Long plagued by low profitability, weak governance and high costs, any further risks to the stability of Italy’s banks could hinder the eurozone’s bid to get over a debt crisis that has haunted it since 2009.

A small reduction this year in the bad loans that built up in the downturn has been thanks to some lenders managing to sell non-performing loans, the Bank of Italy said, underlining how important these sales are.

Around 66% of Monte dei Paschi’s €10 billion in bad debts are secured by property like the Tosteto spa, which it can seize and sell to avoid losses if clients stop paying.
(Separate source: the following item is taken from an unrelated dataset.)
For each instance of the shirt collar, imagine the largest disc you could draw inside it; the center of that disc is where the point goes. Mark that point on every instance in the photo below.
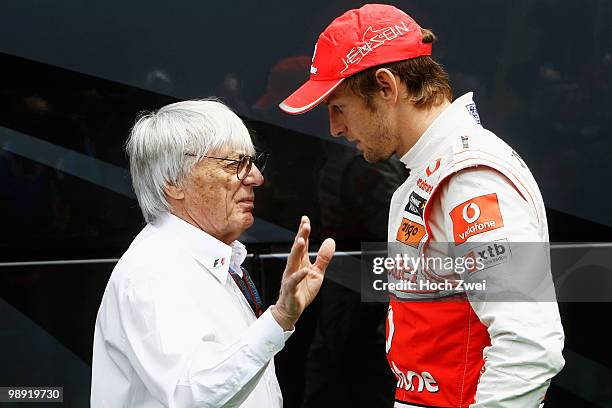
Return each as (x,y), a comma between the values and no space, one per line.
(213,254)
(454,116)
But these guarantees are worth little unless someone will buy the property.

Sergio Gambassi, the original developer at Tosteto, said he never went bankrupt but Monte dei Paschi changed the terms of the mortgage and asked for money earlier than he expected.

Renzi’s new decree is expected to let creditors seize other assets aside from the property pledged as security for loans, while also trying to help companies avoid crises in the first place.

  Market Pressure

Pressure to resolve the bad debt problem has mounted this year as bank stocks have plunged 30%. Earlier in April, the government persuaded major banks to set up a fund to buy bad loans and subscribe to cash calls.

The head of the ABI banking association told parliament this month that making credit recovery cheaper and easier would contribute “decisively to launching the market for bad debt”.

An entire section of the decree is dedicated to encouraging banks and their clients to reach agreement before starting litigation, a source close to the matter said.

The treasury is keen to avoid the courts getting involved in credit recovery, but the justice ministry is more cautious and is dragging its feet, another source said.

ABI says reducing recovery times by just one year would shrink the gap between prices buyers are willing to offer for non-performing loans and what banks will accept by 10%.

For a seventh auction next month, the valuation for the Tosteto spa has been cut to €4.6 million from €8.9 million at its first auction. There is already an eighth auction scheduled for October, suggesting the sellers are not hopeful.